Of course, to find painters working from photographs today isn’t unusual. What is unusual is that Thomas so openly acknowledges the debt. She often includes photographs in her exhibitions, and she pays homage to the medium through the surfaces of her landscapes, which mimic the picture-puzzle, multifaceted look of photo collages.
“Sleep: Deux Femmes Noires” is the most ambitious painting done in this style, bringing together a pale sky from South Africa and trees from New York to form the background for another image straight out of Courbet: two women, nude and asleep, entangled in an embrace.

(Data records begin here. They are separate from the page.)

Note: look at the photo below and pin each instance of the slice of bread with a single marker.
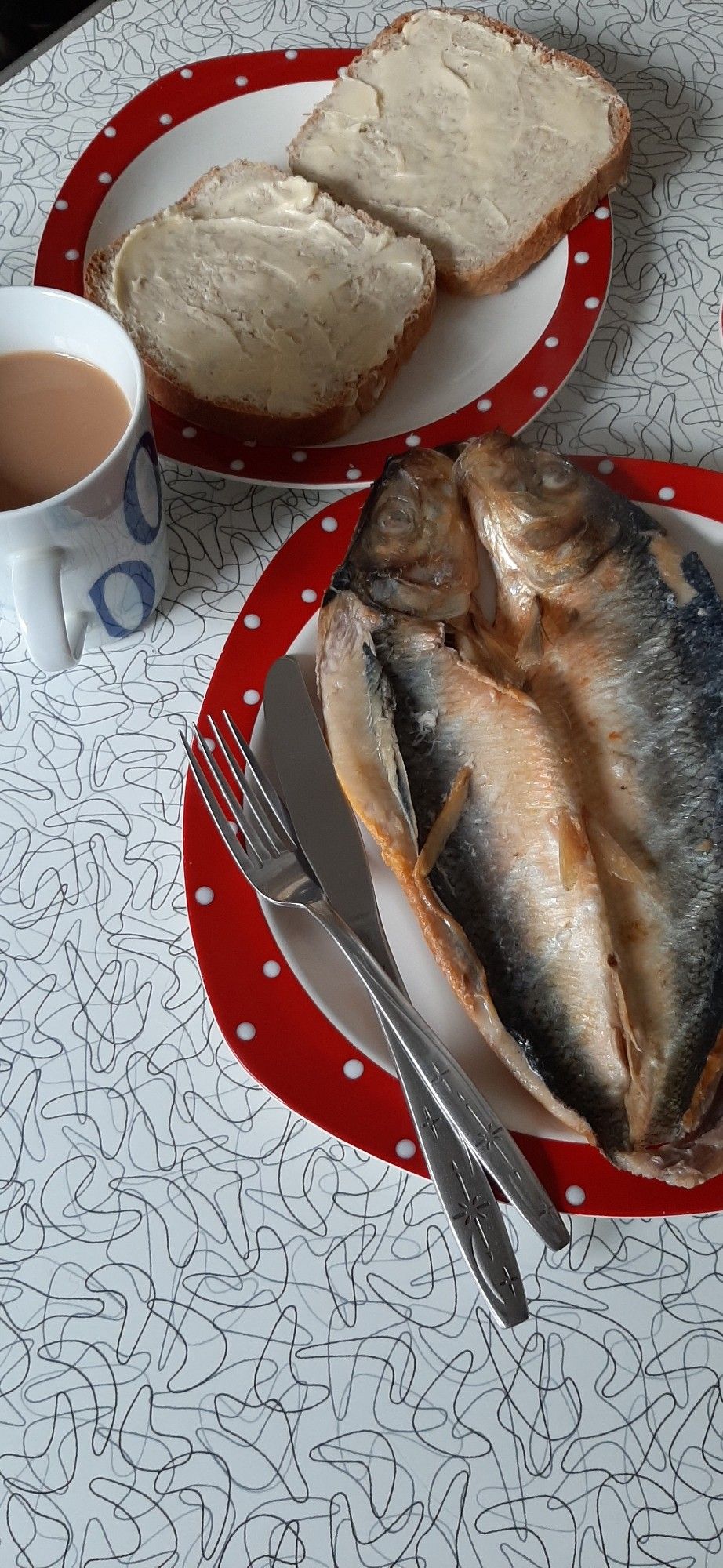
(478, 139)
(263, 308)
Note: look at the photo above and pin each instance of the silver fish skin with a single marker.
(437, 755)
(620, 641)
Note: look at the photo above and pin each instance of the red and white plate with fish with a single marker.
(485, 363)
(278, 989)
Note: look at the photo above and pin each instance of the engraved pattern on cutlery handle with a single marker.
(467, 1197)
(451, 1087)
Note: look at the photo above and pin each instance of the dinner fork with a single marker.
(274, 865)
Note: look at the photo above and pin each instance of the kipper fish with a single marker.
(437, 753)
(620, 641)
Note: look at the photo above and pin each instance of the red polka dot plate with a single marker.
(485, 363)
(283, 998)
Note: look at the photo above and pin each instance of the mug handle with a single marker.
(40, 611)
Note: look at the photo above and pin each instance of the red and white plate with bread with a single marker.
(413, 363)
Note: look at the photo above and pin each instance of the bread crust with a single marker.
(242, 421)
(558, 223)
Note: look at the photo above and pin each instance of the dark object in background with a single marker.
(27, 23)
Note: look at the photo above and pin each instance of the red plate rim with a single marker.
(266, 1015)
(191, 90)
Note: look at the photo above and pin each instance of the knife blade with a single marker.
(332, 843)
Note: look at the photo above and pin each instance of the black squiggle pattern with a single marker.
(227, 1340)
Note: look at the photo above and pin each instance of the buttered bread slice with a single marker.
(478, 139)
(263, 308)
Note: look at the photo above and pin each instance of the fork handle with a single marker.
(449, 1087)
(467, 1197)
(462, 1186)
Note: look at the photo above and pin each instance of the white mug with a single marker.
(92, 564)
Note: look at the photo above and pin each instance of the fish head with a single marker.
(539, 515)
(415, 551)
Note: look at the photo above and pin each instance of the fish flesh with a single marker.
(628, 670)
(548, 786)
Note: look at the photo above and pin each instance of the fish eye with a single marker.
(396, 518)
(554, 479)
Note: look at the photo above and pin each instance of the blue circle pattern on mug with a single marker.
(144, 581)
(139, 576)
(140, 529)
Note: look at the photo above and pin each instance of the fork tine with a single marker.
(264, 829)
(264, 786)
(255, 843)
(216, 810)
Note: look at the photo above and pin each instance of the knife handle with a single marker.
(467, 1197)
(490, 1144)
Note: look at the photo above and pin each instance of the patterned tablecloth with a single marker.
(223, 1337)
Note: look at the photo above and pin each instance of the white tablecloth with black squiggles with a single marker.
(227, 1340)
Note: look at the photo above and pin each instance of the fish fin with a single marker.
(445, 824)
(707, 1087)
(478, 645)
(573, 848)
(467, 976)
(358, 713)
(680, 1164)
(493, 653)
(529, 648)
(619, 862)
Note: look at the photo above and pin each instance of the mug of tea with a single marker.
(84, 553)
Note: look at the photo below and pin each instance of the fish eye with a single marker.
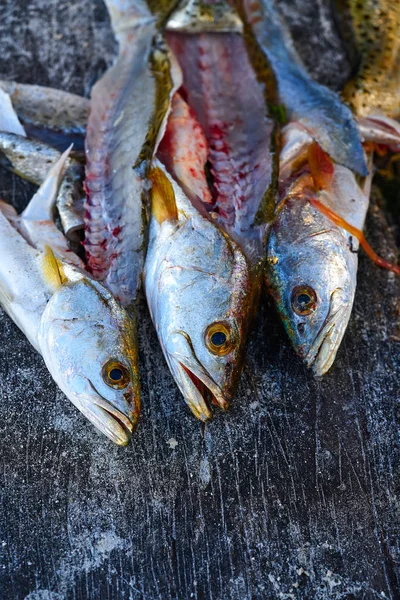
(115, 374)
(304, 300)
(218, 338)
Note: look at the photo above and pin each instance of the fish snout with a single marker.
(196, 384)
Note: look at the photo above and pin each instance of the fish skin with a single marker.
(229, 104)
(128, 106)
(71, 320)
(375, 89)
(31, 160)
(49, 115)
(305, 247)
(194, 276)
(320, 110)
(307, 250)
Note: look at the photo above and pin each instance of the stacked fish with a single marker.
(193, 184)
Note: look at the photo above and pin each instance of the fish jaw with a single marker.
(307, 251)
(193, 379)
(196, 279)
(115, 423)
(322, 352)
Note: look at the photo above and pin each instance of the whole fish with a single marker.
(83, 334)
(312, 262)
(375, 90)
(206, 242)
(199, 293)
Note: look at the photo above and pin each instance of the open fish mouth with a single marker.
(111, 421)
(323, 350)
(197, 387)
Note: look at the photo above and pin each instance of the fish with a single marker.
(129, 105)
(31, 160)
(328, 120)
(311, 268)
(215, 170)
(224, 95)
(84, 336)
(87, 340)
(375, 88)
(199, 293)
(55, 117)
(311, 260)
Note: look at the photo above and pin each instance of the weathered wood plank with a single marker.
(292, 494)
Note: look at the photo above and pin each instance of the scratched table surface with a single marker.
(294, 493)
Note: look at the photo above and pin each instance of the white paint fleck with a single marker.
(172, 443)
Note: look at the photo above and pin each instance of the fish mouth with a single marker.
(111, 421)
(197, 386)
(323, 350)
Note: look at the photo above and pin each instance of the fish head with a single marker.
(88, 342)
(199, 293)
(311, 273)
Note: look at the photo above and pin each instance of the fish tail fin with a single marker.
(126, 15)
(9, 121)
(41, 206)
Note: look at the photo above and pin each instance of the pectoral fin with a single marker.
(163, 204)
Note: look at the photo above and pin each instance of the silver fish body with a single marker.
(198, 289)
(86, 338)
(320, 110)
(126, 115)
(31, 160)
(74, 322)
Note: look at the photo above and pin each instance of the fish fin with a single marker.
(41, 206)
(357, 233)
(53, 269)
(163, 203)
(194, 16)
(321, 166)
(8, 210)
(9, 121)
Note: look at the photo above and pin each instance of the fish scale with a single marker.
(113, 222)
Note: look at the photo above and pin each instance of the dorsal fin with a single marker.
(321, 166)
(163, 204)
(40, 208)
(9, 121)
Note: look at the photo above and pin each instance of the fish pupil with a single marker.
(303, 300)
(116, 374)
(218, 338)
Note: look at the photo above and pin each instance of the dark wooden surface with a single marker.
(292, 494)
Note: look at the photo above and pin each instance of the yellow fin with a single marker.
(163, 205)
(53, 269)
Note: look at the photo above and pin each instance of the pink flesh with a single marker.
(229, 103)
(184, 150)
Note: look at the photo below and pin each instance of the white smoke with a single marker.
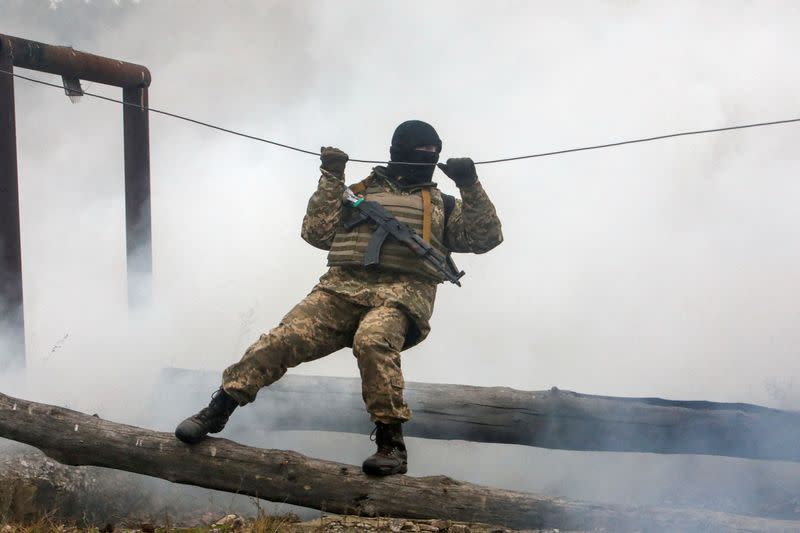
(663, 269)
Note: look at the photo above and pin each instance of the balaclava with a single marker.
(409, 135)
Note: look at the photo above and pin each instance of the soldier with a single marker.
(378, 311)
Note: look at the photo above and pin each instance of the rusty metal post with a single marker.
(11, 315)
(137, 195)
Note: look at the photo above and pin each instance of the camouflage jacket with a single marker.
(473, 226)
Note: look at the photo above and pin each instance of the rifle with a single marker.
(387, 225)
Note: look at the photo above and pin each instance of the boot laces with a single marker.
(215, 410)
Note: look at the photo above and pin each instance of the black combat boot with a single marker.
(210, 419)
(391, 457)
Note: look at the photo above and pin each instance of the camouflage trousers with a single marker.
(319, 325)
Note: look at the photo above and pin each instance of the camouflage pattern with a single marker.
(377, 312)
(319, 325)
(473, 227)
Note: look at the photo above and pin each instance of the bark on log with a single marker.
(548, 419)
(74, 438)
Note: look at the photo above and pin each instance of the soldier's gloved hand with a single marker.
(333, 160)
(461, 170)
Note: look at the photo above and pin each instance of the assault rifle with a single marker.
(387, 224)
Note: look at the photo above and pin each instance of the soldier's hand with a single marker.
(461, 170)
(333, 160)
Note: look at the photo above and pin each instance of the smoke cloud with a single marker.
(663, 269)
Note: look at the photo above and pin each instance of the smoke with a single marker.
(664, 269)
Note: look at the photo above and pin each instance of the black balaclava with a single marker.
(409, 135)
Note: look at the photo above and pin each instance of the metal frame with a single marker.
(134, 81)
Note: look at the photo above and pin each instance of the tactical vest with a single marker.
(422, 210)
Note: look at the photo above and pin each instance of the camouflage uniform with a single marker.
(376, 312)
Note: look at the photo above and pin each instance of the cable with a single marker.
(487, 162)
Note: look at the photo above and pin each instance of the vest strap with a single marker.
(426, 214)
(359, 187)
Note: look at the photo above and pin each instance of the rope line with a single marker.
(486, 162)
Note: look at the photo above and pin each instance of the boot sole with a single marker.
(370, 471)
(189, 436)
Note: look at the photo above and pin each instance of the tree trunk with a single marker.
(547, 419)
(77, 439)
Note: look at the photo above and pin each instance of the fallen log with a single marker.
(548, 419)
(75, 438)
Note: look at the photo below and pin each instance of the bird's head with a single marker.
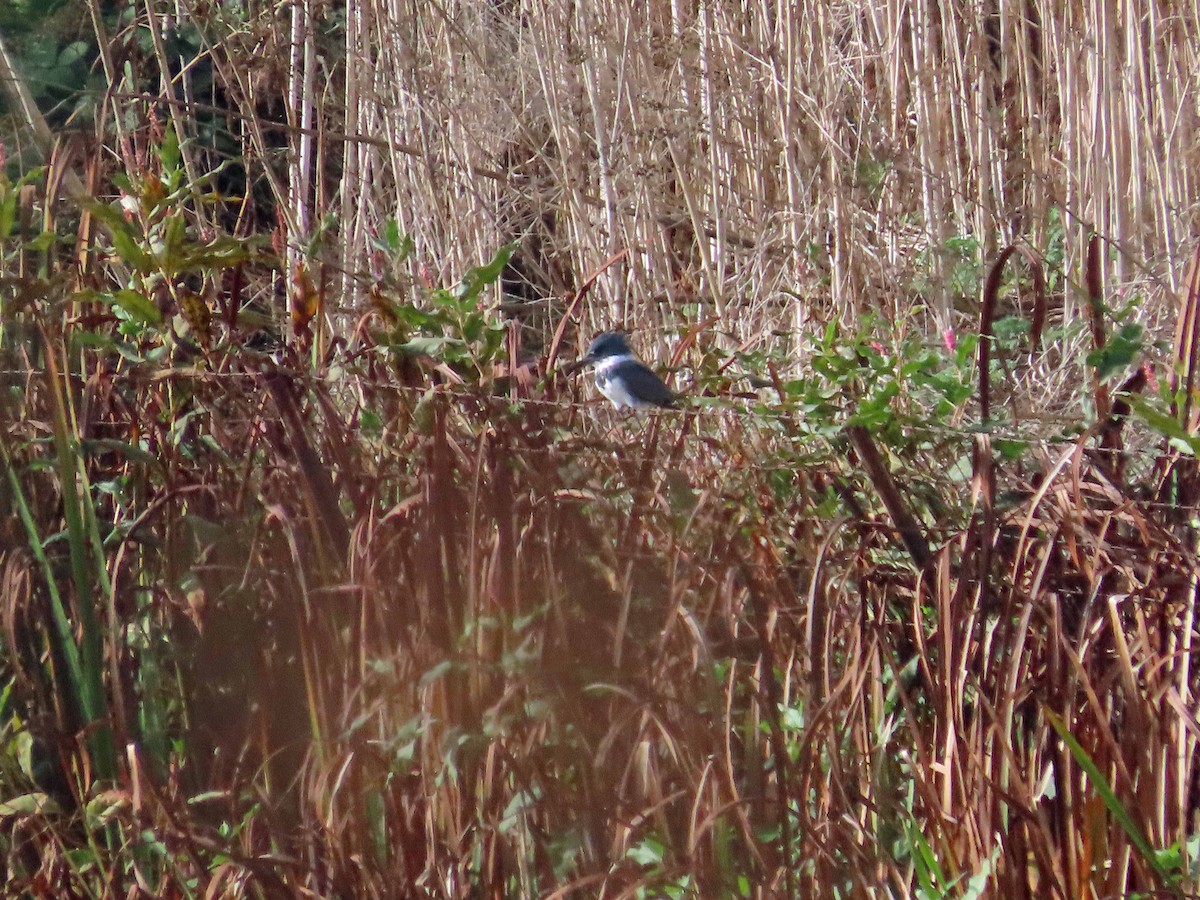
(606, 346)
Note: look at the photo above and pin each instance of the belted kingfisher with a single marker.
(622, 377)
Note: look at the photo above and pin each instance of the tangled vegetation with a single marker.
(322, 574)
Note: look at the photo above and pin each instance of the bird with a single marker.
(623, 378)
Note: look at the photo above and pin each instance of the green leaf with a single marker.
(138, 306)
(168, 154)
(1116, 809)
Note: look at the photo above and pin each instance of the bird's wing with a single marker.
(647, 385)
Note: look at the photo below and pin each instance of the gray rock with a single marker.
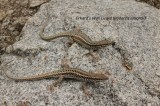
(134, 26)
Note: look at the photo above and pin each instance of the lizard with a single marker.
(66, 73)
(76, 35)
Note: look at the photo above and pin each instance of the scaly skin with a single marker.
(66, 73)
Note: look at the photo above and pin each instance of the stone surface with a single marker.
(140, 36)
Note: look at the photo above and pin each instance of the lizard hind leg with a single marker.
(85, 89)
(55, 84)
(71, 41)
(94, 56)
(64, 62)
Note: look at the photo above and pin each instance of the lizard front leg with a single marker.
(94, 55)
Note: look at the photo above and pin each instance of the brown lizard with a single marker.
(76, 35)
(65, 73)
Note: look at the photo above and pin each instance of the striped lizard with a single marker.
(66, 73)
(76, 35)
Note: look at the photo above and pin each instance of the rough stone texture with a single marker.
(141, 38)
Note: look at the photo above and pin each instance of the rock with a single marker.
(35, 3)
(134, 26)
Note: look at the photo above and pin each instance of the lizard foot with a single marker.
(85, 90)
(55, 84)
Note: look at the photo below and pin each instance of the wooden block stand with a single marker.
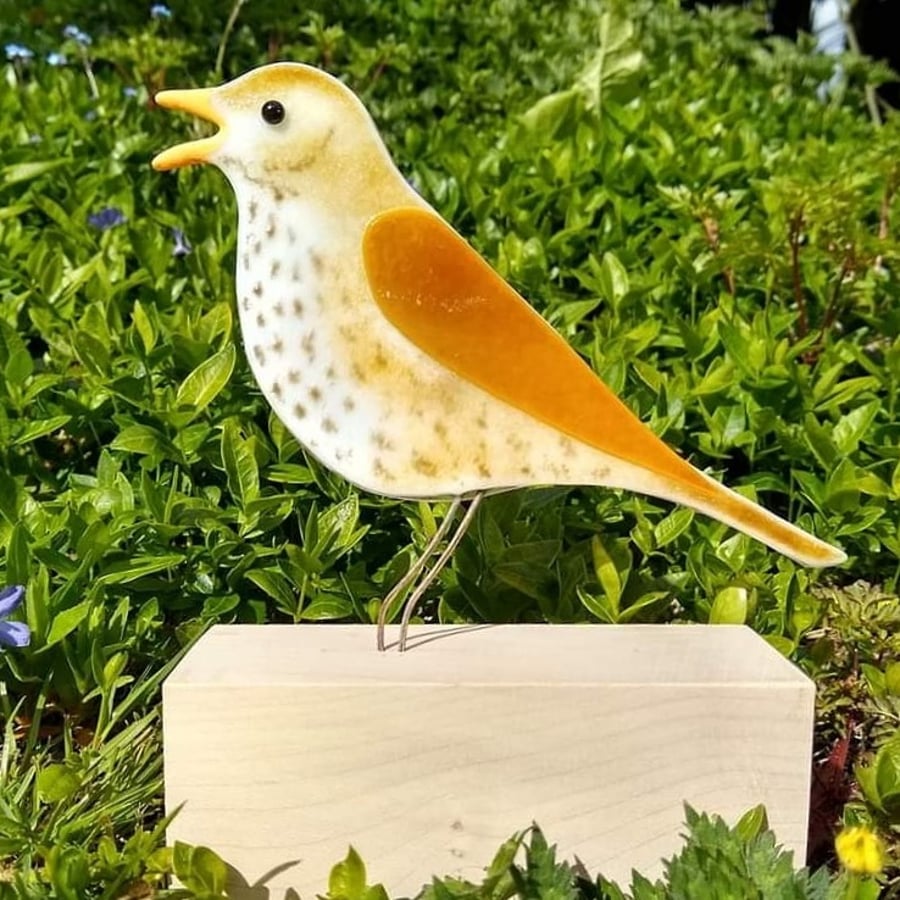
(288, 743)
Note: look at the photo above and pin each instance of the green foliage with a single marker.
(742, 862)
(667, 189)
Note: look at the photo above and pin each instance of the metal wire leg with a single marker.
(433, 572)
(414, 569)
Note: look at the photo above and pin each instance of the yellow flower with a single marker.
(860, 850)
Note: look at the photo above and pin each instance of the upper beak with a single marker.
(200, 102)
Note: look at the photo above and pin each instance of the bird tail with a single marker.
(713, 499)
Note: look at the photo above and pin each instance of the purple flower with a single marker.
(12, 634)
(74, 33)
(18, 53)
(182, 245)
(107, 218)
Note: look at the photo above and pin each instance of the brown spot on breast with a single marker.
(379, 359)
(424, 466)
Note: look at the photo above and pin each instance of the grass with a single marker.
(669, 190)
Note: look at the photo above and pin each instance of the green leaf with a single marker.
(67, 621)
(39, 428)
(753, 823)
(613, 279)
(672, 526)
(240, 464)
(729, 607)
(57, 782)
(141, 439)
(27, 171)
(125, 571)
(201, 870)
(207, 380)
(347, 880)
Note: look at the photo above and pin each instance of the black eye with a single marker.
(273, 112)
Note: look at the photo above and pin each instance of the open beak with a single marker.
(200, 102)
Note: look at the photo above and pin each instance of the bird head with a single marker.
(280, 124)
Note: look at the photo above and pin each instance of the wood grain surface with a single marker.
(285, 744)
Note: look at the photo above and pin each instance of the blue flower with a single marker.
(107, 218)
(182, 246)
(12, 634)
(74, 33)
(18, 53)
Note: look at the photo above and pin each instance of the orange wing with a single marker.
(433, 287)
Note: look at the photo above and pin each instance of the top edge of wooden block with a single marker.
(494, 655)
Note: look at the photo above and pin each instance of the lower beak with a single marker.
(200, 102)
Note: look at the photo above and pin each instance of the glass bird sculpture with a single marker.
(391, 350)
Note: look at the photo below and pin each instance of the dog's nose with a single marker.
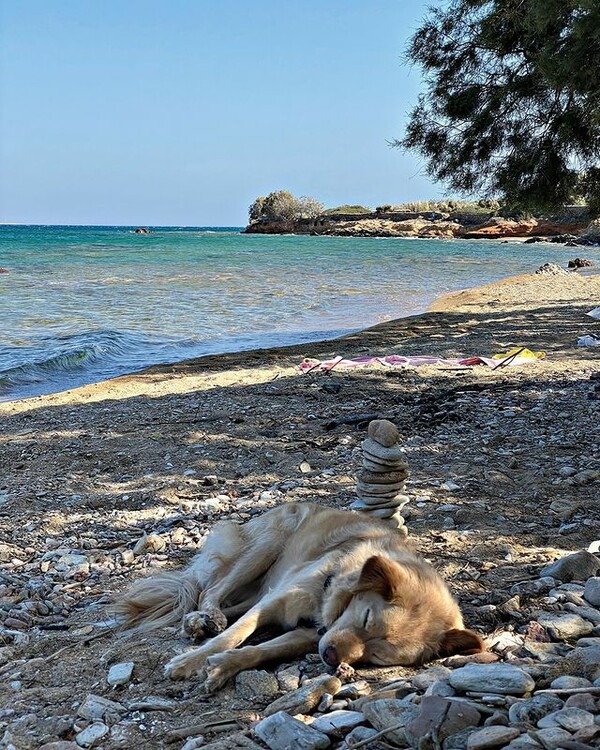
(330, 656)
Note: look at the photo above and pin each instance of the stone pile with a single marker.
(380, 482)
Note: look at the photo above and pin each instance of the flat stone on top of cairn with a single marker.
(384, 472)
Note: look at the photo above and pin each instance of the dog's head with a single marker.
(396, 614)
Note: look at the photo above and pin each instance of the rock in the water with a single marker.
(304, 699)
(564, 627)
(338, 722)
(576, 567)
(491, 737)
(281, 731)
(505, 679)
(119, 674)
(592, 591)
(384, 432)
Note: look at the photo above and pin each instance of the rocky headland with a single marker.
(573, 227)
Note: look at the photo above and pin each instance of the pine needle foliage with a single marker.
(511, 107)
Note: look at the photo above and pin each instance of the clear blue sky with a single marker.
(183, 111)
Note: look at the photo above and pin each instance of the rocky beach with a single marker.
(104, 483)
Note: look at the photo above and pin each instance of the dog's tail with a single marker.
(157, 602)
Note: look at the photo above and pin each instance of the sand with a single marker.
(169, 451)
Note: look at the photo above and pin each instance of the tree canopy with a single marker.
(511, 107)
(282, 206)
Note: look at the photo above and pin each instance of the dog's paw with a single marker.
(219, 669)
(204, 624)
(185, 665)
(345, 672)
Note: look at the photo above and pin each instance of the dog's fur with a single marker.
(339, 580)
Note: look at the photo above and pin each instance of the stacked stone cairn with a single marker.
(384, 472)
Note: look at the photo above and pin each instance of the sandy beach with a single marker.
(504, 478)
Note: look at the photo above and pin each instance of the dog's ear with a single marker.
(382, 576)
(457, 641)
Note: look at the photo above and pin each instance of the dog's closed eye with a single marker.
(366, 620)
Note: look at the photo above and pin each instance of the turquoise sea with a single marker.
(81, 304)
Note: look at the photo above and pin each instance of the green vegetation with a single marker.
(348, 210)
(443, 206)
(282, 206)
(511, 105)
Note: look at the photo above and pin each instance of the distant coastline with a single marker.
(573, 226)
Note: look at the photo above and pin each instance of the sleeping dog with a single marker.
(341, 582)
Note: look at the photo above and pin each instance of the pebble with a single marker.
(564, 627)
(384, 432)
(97, 707)
(574, 719)
(120, 674)
(423, 680)
(387, 712)
(531, 710)
(533, 588)
(567, 682)
(491, 737)
(553, 737)
(280, 731)
(391, 455)
(256, 684)
(441, 718)
(338, 722)
(91, 734)
(579, 567)
(505, 679)
(591, 592)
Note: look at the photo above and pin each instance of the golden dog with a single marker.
(333, 579)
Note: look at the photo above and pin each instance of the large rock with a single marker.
(492, 737)
(576, 567)
(386, 713)
(592, 591)
(505, 679)
(441, 718)
(531, 710)
(282, 732)
(565, 627)
(338, 722)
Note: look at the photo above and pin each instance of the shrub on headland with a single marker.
(345, 209)
(282, 206)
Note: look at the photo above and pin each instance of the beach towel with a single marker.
(512, 358)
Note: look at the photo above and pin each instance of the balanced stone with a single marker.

Courbet’s version, from 1866, shows two white women: a red-haired beauty nuzzling a darker-skinned brunet. In Thomas’ version, the contrast between the skin colors is even more dramatic, with one of the lovers a dark black and her partner a yellow color.
This painting “felt like the next phase for me — bringing together figures in an interior and landscape,” the artist said. “Even painting the skin this way instead of using fleshtones was a change for me.”
As for her own attraction to Courbet, she said part of the appeal was his willingness to paint things “the world wasn’t ready for. It’s not always the upper echelon of society but also everyday beauty.”
“But I don’t think an artist should always know why they gravitate toward something or someone. You are just drawn to things, and that’s OK.”